Gus Dur dengan kejernihan pikirannya, menurut Yenny, sangat paham, untuk mewujudkan negara yang benar-benar demokratis, harus dipastikan, kepolisian menjadi institusi sipil pengayom rakyat, bukan alat kekuasaan yang menindas.
Yenny menyayangka, polisi yang seharusnya melindungi rakyat, dalam beberapa kasus belakangan ini justru terkesan menjadi ancaman bagi masyarakat.

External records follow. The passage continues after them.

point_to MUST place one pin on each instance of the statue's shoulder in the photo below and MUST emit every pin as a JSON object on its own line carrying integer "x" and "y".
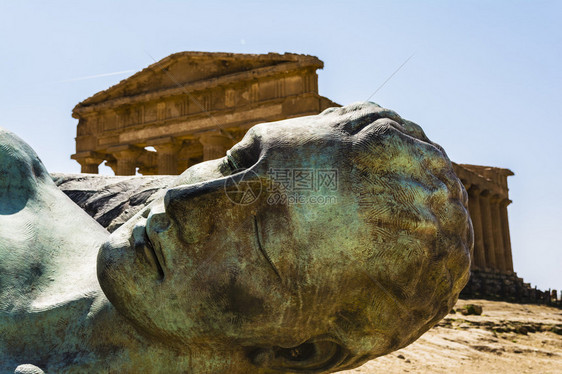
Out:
{"x": 20, "y": 171}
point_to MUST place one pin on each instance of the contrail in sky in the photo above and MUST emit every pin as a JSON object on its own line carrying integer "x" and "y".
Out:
{"x": 96, "y": 76}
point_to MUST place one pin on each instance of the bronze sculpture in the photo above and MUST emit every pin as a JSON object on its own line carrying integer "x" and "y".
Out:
{"x": 197, "y": 282}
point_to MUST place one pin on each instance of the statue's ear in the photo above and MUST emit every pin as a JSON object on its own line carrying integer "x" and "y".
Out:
{"x": 313, "y": 356}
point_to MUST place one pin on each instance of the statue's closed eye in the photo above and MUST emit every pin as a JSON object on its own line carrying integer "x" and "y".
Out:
{"x": 313, "y": 356}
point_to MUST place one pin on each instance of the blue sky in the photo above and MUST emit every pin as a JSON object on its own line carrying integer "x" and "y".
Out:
{"x": 485, "y": 79}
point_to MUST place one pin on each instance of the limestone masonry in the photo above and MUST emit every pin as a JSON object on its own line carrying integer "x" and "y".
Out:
{"x": 193, "y": 106}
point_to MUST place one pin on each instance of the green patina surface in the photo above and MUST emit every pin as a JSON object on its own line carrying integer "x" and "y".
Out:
{"x": 232, "y": 271}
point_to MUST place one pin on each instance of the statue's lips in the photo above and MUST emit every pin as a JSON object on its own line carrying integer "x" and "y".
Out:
{"x": 152, "y": 253}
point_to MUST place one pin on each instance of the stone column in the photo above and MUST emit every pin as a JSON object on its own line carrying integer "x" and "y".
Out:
{"x": 497, "y": 230}
{"x": 487, "y": 232}
{"x": 126, "y": 157}
{"x": 506, "y": 237}
{"x": 215, "y": 145}
{"x": 167, "y": 156}
{"x": 476, "y": 217}
{"x": 89, "y": 161}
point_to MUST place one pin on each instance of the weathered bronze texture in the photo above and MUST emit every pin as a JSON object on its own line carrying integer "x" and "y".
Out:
{"x": 218, "y": 275}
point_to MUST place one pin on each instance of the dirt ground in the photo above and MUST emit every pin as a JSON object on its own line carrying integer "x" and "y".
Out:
{"x": 506, "y": 338}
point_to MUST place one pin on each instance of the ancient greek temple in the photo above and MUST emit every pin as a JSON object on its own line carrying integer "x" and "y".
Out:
{"x": 193, "y": 106}
{"x": 487, "y": 202}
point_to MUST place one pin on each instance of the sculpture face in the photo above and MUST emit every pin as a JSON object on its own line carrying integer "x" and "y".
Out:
{"x": 311, "y": 285}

Yenny menyebutkan beberapa kasus kekerasan yang melibatkan kepolisian, seperti peristiwa di SMKN 4 Semarang, Jawa Tengah, 9 Desember lalu serta pembunuhan oleh Brigadir Anton terhadap Budiman, warga Palangkaraya, Kalteng (27/11) hanya karena ia ingin menguasai kendaraan korban .

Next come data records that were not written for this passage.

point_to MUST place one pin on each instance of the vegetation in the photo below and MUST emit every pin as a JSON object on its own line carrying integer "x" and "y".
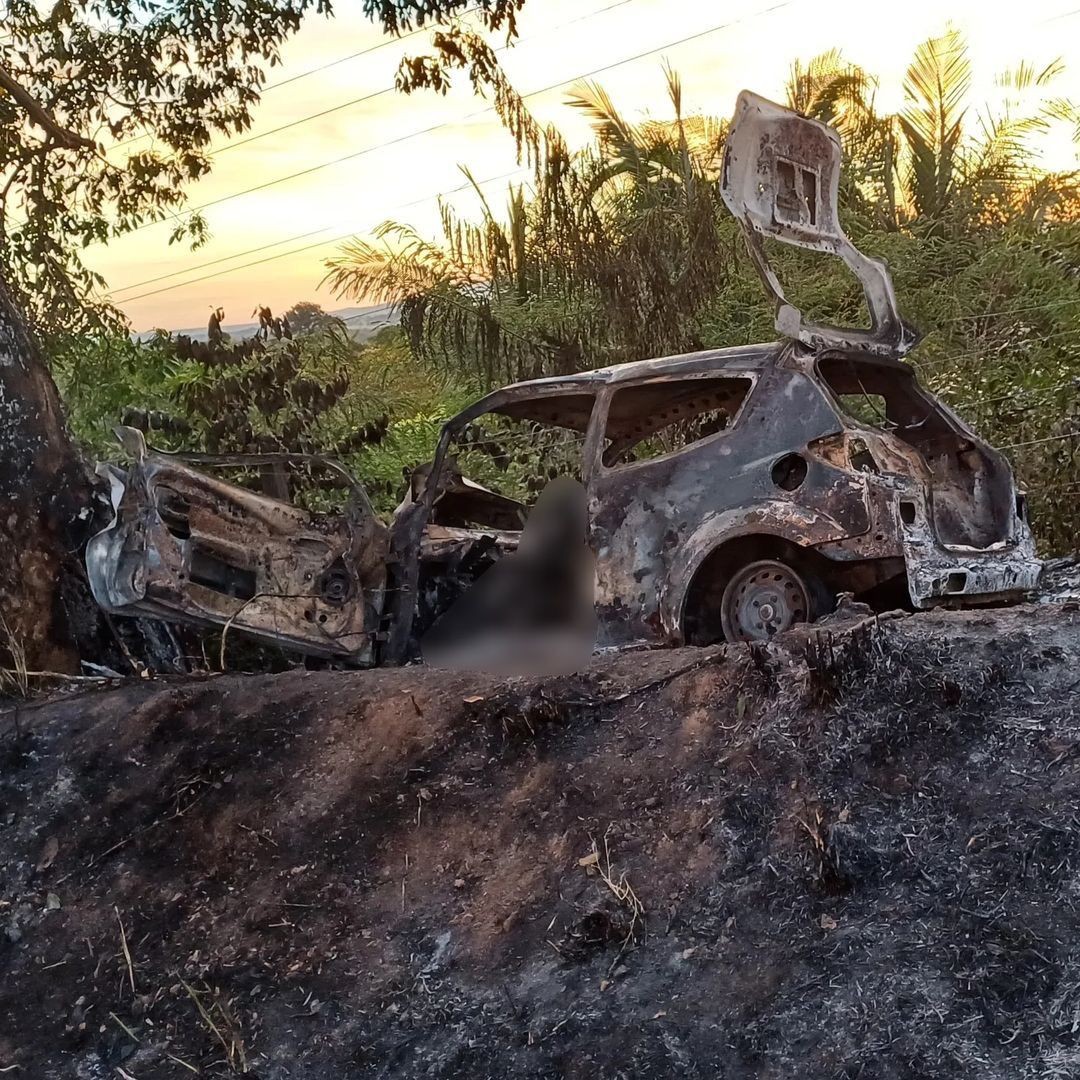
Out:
{"x": 623, "y": 250}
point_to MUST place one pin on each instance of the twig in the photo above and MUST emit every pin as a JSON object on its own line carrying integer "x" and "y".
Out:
{"x": 230, "y": 1048}
{"x": 123, "y": 945}
{"x": 130, "y": 1033}
{"x": 179, "y": 1061}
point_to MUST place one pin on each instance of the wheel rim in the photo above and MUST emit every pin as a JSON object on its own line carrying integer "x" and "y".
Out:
{"x": 763, "y": 599}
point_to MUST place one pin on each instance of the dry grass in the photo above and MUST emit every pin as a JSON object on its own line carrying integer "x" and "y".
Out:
{"x": 14, "y": 679}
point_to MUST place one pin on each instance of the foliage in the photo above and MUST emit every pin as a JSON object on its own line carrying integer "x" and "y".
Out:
{"x": 306, "y": 316}
{"x": 622, "y": 251}
{"x": 320, "y": 393}
{"x": 108, "y": 110}
{"x": 611, "y": 256}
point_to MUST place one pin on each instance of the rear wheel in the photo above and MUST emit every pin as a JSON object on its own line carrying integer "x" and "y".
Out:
{"x": 766, "y": 597}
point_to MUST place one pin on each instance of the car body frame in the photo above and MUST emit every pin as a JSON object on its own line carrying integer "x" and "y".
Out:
{"x": 731, "y": 493}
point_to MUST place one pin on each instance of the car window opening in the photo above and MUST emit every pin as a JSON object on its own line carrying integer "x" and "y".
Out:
{"x": 970, "y": 503}
{"x": 655, "y": 419}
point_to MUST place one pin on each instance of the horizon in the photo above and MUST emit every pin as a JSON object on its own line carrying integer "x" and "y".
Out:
{"x": 267, "y": 245}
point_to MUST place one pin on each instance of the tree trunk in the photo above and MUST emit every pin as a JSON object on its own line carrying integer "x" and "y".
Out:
{"x": 45, "y": 507}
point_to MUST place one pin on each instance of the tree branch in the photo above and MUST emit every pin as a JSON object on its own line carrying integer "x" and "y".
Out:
{"x": 42, "y": 117}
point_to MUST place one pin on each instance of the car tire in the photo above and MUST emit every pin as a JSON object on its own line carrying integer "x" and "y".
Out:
{"x": 767, "y": 596}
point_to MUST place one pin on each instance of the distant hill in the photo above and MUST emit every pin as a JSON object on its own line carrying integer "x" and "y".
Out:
{"x": 363, "y": 323}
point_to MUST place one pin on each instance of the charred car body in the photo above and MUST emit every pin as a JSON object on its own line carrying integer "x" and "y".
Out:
{"x": 731, "y": 493}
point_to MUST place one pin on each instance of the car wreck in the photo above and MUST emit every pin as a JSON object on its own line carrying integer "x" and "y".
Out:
{"x": 731, "y": 493}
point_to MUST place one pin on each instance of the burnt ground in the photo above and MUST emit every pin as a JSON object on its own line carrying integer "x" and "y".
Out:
{"x": 852, "y": 853}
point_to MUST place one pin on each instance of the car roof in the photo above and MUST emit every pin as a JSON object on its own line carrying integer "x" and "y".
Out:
{"x": 688, "y": 363}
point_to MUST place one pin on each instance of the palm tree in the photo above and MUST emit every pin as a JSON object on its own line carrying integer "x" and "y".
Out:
{"x": 608, "y": 254}
{"x": 929, "y": 165}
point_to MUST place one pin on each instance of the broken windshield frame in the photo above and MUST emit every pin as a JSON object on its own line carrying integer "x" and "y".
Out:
{"x": 536, "y": 402}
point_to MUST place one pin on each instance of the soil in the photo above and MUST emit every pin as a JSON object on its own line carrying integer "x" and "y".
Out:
{"x": 854, "y": 852}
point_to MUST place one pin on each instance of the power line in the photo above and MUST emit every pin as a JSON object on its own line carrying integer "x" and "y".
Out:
{"x": 391, "y": 90}
{"x": 450, "y": 123}
{"x": 224, "y": 258}
{"x": 302, "y": 235}
{"x": 1039, "y": 442}
{"x": 315, "y": 70}
{"x": 308, "y": 247}
{"x": 1013, "y": 311}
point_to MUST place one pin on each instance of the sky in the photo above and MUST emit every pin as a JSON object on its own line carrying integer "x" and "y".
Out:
{"x": 268, "y": 245}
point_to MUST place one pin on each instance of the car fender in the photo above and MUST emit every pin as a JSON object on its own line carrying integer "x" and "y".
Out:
{"x": 782, "y": 518}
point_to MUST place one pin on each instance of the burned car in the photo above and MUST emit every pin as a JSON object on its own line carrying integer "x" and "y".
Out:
{"x": 731, "y": 493}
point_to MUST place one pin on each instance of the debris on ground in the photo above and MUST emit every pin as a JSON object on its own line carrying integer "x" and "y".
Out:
{"x": 851, "y": 851}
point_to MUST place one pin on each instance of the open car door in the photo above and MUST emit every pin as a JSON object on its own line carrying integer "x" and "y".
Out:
{"x": 186, "y": 547}
{"x": 781, "y": 177}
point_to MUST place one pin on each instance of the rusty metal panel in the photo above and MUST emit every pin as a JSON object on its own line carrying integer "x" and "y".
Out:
{"x": 781, "y": 178}
{"x": 190, "y": 548}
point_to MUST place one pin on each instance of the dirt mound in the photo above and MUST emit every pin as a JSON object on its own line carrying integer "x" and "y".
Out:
{"x": 852, "y": 853}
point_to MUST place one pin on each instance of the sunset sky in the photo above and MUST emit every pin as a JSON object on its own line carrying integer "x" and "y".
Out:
{"x": 407, "y": 150}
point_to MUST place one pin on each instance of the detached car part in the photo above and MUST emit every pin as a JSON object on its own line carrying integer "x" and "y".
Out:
{"x": 731, "y": 493}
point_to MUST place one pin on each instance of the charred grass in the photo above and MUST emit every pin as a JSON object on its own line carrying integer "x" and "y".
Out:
{"x": 847, "y": 855}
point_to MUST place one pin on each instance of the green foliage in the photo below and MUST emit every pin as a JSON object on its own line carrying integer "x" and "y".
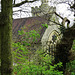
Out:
{"x": 71, "y": 65}
{"x": 45, "y": 25}
{"x": 38, "y": 64}
{"x": 73, "y": 46}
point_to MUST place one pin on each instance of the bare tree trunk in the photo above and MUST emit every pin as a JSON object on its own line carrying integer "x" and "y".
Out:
{"x": 6, "y": 37}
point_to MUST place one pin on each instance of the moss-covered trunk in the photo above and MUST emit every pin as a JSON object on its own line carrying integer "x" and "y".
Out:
{"x": 6, "y": 37}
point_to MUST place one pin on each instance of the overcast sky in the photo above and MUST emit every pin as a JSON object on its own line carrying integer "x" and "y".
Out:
{"x": 62, "y": 9}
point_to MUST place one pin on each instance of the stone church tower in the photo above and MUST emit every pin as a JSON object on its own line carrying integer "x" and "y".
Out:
{"x": 53, "y": 29}
{"x": 52, "y": 34}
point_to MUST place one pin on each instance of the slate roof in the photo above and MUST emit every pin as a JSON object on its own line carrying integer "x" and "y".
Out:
{"x": 31, "y": 23}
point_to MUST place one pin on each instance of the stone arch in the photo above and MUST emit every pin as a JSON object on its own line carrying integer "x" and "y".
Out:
{"x": 51, "y": 29}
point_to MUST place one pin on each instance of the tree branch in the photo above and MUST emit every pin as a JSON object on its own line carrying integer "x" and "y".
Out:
{"x": 23, "y": 2}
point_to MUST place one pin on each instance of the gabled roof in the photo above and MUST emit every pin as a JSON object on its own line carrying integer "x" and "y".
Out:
{"x": 31, "y": 23}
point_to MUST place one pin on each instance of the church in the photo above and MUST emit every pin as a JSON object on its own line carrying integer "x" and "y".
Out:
{"x": 43, "y": 21}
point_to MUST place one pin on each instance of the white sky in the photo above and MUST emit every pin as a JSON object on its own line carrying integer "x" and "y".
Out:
{"x": 62, "y": 9}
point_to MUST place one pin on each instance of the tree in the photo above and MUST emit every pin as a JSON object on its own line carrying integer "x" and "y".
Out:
{"x": 6, "y": 36}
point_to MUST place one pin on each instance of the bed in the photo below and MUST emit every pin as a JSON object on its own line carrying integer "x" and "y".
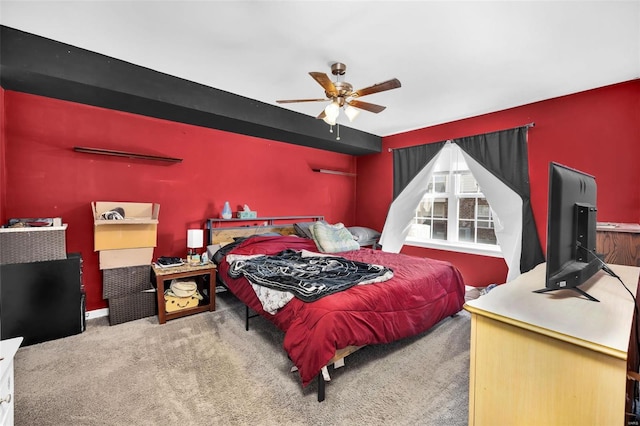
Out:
{"x": 420, "y": 294}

“Itu contoh-contoh kecil dari para korban abuse of power aparat kepolisian,” ujarnya.
Catatan kelam 2024
Sebelumnya Amnesty Internasional (AI) melaporkan, Polri terlibat 29 kasus pembunuhan di luar hukum dari 116 kasus kekerasan sepanjang Januari – November 2024.
Jika benar, tentu tidak ada alasan bagi institusi Bhayangkara itu untuk tidak segera bebenah diri secara koehensif mencari akar persoalannya sehingga kasus-kasus tersebut tidak terulang lagi.

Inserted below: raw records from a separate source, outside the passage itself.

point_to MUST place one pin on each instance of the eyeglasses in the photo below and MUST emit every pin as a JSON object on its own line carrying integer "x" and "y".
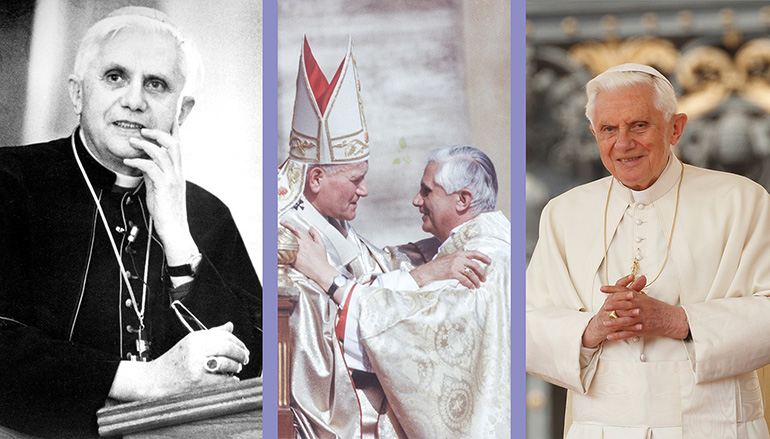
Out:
{"x": 186, "y": 315}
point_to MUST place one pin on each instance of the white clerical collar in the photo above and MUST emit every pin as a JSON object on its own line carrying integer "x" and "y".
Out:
{"x": 668, "y": 178}
{"x": 449, "y": 238}
{"x": 122, "y": 180}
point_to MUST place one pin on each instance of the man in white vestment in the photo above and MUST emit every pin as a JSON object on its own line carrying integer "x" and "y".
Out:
{"x": 440, "y": 348}
{"x": 647, "y": 291}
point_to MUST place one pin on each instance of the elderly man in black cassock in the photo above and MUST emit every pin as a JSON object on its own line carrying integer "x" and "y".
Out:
{"x": 118, "y": 278}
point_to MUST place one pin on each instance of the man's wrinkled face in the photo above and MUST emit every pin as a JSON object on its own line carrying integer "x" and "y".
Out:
{"x": 340, "y": 191}
{"x": 134, "y": 82}
{"x": 633, "y": 136}
{"x": 436, "y": 206}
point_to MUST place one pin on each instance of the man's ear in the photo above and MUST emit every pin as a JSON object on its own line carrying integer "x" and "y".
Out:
{"x": 464, "y": 199}
{"x": 187, "y": 103}
{"x": 75, "y": 88}
{"x": 314, "y": 178}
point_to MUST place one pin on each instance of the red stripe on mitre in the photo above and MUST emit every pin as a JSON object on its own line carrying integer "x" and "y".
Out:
{"x": 322, "y": 89}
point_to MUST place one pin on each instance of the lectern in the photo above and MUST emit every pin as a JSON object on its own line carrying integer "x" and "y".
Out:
{"x": 229, "y": 411}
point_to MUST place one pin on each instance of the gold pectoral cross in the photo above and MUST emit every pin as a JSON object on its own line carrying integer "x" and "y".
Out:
{"x": 635, "y": 270}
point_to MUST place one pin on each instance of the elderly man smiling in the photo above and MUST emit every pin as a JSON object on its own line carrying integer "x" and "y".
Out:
{"x": 647, "y": 291}
{"x": 110, "y": 259}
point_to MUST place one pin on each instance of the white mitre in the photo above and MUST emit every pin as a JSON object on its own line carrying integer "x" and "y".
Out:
{"x": 328, "y": 126}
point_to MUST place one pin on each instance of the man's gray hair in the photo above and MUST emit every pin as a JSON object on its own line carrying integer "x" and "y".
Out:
{"x": 665, "y": 98}
{"x": 147, "y": 20}
{"x": 465, "y": 167}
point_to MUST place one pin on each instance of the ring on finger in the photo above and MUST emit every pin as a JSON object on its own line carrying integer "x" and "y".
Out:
{"x": 211, "y": 364}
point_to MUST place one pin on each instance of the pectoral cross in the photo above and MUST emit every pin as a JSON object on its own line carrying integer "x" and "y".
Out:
{"x": 142, "y": 346}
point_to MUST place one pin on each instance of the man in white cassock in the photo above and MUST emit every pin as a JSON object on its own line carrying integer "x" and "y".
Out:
{"x": 647, "y": 291}
{"x": 438, "y": 336}
{"x": 319, "y": 186}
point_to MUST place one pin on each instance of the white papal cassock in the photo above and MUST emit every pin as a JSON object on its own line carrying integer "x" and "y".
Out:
{"x": 718, "y": 269}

Menurut Direktur Eksekutif AI Usman Hamid, 31 korban meninggal dunia dalam 29 kasus pembunuhan di luar hukum terjadi di Papua (5), Sumatera Utara (4), Riau (3), Sumatera Selatan (2), Banten (2), dan Aceh (2).
Di Papua, lanjutnya, publik sering mendapat informasi tentang pembenaran, anggota TNI atau polisi berhadapan dengan Tentara Pembebasan Nasional Papua Barat.
“Tetapi persoalannya, banyak kasus kekerasan oleh aparat kepolisian atau TNI tidak dilakukan dalam konteks konflik bersenjata, melainkan dengan warga sipil biasa yang menjadi sasaran perilaku brutal aparat keamanan,” tandasnya.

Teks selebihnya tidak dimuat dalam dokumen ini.